RACF generic profiles sometimes assume a high-level qualifier pattern. Restored datasets must satisfy those patterns or opens fail with security errors that look like VSAM problems. Volume lists in IMPORT must match where SMS or storage administrators expect the data to land; guessing causes allocation failures after long IMPORT runs.
Syntax varies by release and site standards; treat this as a teaching template, not copy-paste production JCL.

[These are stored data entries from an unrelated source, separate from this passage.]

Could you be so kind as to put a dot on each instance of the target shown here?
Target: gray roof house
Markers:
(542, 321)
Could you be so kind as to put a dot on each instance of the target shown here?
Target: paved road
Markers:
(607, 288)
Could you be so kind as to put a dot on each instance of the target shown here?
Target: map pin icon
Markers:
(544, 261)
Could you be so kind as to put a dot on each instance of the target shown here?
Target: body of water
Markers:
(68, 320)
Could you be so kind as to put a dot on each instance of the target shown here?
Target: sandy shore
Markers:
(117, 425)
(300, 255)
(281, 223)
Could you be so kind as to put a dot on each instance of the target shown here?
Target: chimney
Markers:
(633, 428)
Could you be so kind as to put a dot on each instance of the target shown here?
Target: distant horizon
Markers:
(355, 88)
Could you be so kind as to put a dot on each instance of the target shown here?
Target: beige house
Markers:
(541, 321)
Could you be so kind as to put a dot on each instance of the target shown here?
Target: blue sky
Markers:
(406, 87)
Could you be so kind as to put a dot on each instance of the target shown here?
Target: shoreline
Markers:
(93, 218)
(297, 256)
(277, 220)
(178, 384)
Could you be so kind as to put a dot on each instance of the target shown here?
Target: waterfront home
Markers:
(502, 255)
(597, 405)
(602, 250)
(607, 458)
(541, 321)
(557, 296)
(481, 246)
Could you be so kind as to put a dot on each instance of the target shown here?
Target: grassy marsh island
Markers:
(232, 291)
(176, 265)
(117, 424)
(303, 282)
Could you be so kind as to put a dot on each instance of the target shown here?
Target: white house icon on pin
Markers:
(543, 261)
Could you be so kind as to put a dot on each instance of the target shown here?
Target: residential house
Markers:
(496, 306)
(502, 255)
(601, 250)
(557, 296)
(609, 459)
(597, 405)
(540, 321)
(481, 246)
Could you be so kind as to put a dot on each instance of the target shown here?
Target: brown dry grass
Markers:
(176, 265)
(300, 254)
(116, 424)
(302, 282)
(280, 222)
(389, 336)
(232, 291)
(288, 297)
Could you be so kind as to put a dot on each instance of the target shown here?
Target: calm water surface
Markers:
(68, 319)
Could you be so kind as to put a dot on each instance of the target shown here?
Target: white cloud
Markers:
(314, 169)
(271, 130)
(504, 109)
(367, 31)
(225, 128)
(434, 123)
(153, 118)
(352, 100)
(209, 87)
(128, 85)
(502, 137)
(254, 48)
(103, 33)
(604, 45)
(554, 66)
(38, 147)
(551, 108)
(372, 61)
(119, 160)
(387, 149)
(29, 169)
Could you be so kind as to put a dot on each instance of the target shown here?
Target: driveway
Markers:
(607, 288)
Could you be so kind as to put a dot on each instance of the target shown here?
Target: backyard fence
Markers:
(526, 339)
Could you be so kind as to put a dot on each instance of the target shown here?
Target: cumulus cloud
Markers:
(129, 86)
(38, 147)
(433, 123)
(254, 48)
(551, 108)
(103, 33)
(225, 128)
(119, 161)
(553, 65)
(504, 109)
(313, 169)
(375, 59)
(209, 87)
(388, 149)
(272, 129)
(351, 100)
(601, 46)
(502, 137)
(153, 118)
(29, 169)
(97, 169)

12345678//RESTORE EXEC PGM=IDCAMS //SYSPRINT DD SYSOUT=* //INDD DD DSN=BACKUP.EXPORT.COPY,DISP=SHR //SYSIN DD * IMPORT INFILE(INDD) - OUTDATASET(NEW.PROD.KSDS) - INTOEMPTY /*
Attach the change ticket number to the jobname or job comment per local standard. Notify online teams before you swap names or switch DDs so CICS file closes happen cleanly. After restore, send a short email listing validation queries executed and who signed off. Those habits prevent the all-too-common midnight success that becomes an 8 a.m. mystery when nobody wrote down what ran.
Keep the broken cluster renamed—not deleted—until the business accepts the restore. Disk is cheaper than lost forensic evidence when totals still disagree. Document how to fall back if validation fails halfway through a business day.
EXPORT backups on tape inherit mount and retention policies. Restore drills should include retrieving the correct volser, handling scratch versus private tape categories, and verifying block size compatibility on the restoring LPAR. Offsite vault retrievals add hours—put that latency into your recovery time objective slides so executives expect reality instead of fantasy instant IMPORTs.
Scripted restores must detect partial completion: if IMPORT ended step RC=8 after writing half the extents, rerunning blindly may worsen state. Wrap IDCAMS in controlled job frameworks that check SYSPRINT for IDC messages your site classifies as hard failures. Idempotent procedures include explicit DELETE of empty targets or INTOEMPTY flags as standards dictate, never both randomly.
Restore is like rebuilding your LEGO castle from a photo box: IMPORT uses the special box that remembers each wall shape (EXPORT). REPRO is copying bricks from your friend's already-built castle piece by piece—you must already have a base plate that fits. Either way, when you finish, you show the castle to a grown-up (smoke test) before you invite the whole class to play (production traffic).
1. Which backup format requires IMPORT for restore?
2. Why run VERIFY after some failures?
3. What should accompany every production restore ticket?